Compressed-State Multistate Pair-Density Functional Theory

Multiconfiguration pair-density functional theory (MC-PDFT) is a multireference method that can be used to calculate excited states. However, MC-PDFT potential energy surfaces have the wrong topology at conical intersections because the last step of MC-PDFT is not a diagonalization of a model-space Hamiltonian matrix, as done in, for example, multistate second-order perturbation theory (MS-CASPT2). We have previously proposed methods that solve this problem by diagonalizing a model-space effective Hamiltonian matrix, where the diagonal elements are MC-PDFT energies for intermediate states, and the off-diagonal elements are evaluated by wave function theory.

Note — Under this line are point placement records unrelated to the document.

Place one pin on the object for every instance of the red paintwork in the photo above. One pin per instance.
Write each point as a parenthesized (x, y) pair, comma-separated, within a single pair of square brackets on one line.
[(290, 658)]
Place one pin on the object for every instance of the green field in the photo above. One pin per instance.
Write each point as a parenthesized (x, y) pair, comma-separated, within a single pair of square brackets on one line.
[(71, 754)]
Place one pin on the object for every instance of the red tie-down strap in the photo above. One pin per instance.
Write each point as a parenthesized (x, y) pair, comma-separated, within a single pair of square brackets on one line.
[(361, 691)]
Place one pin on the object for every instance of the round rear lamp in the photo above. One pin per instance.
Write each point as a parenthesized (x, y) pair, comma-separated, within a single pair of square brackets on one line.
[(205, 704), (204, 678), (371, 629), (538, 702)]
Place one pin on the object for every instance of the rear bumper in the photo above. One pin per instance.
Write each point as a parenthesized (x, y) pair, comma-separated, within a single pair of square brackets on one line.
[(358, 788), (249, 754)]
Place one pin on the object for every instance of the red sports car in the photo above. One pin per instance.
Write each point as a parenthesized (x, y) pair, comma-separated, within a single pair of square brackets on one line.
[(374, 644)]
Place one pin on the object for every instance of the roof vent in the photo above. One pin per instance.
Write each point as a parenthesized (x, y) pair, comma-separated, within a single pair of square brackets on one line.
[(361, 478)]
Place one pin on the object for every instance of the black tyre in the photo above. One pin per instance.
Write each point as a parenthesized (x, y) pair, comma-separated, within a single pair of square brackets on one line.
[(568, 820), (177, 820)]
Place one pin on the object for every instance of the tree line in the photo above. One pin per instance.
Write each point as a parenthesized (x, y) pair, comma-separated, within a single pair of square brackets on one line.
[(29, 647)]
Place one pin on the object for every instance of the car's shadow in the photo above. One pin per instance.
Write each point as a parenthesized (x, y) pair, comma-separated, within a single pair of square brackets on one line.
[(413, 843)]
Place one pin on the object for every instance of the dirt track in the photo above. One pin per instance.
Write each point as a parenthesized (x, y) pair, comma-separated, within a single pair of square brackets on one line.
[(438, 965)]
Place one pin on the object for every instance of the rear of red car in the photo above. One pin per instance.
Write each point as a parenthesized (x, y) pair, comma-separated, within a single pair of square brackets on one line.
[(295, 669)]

One previous method is called variational multistate PDFT (VMS-PDFT), whose intermediate states maximize the trace of the effective Hamiltonian, namely, the sum of the MC-PDFT energies of the model-space states; the VMS-PDFT is very robust but is more computationally expensive than another method, extended multistate PDFT (XMS-PDFT), in which the transformation to intermediate states is accomplished without needing any density functional evaluations. However, although VMS-PDFT was accurate in all cases tested, XMS-PDFT was accurate in only some of them. In the present paper, we propose a new method, called compressed-state multistate PDFT (CMS-PDFT), that is as efficient as XMS-PDFT and as accurate as VMS-PDFT. The new method maximizes the trace of the classical Coulomb energy of the intermediate states such that the electron densities of the intermediate states are compressed. We show that CMS-PDFT performs robustly even where XMS-PDFT fails.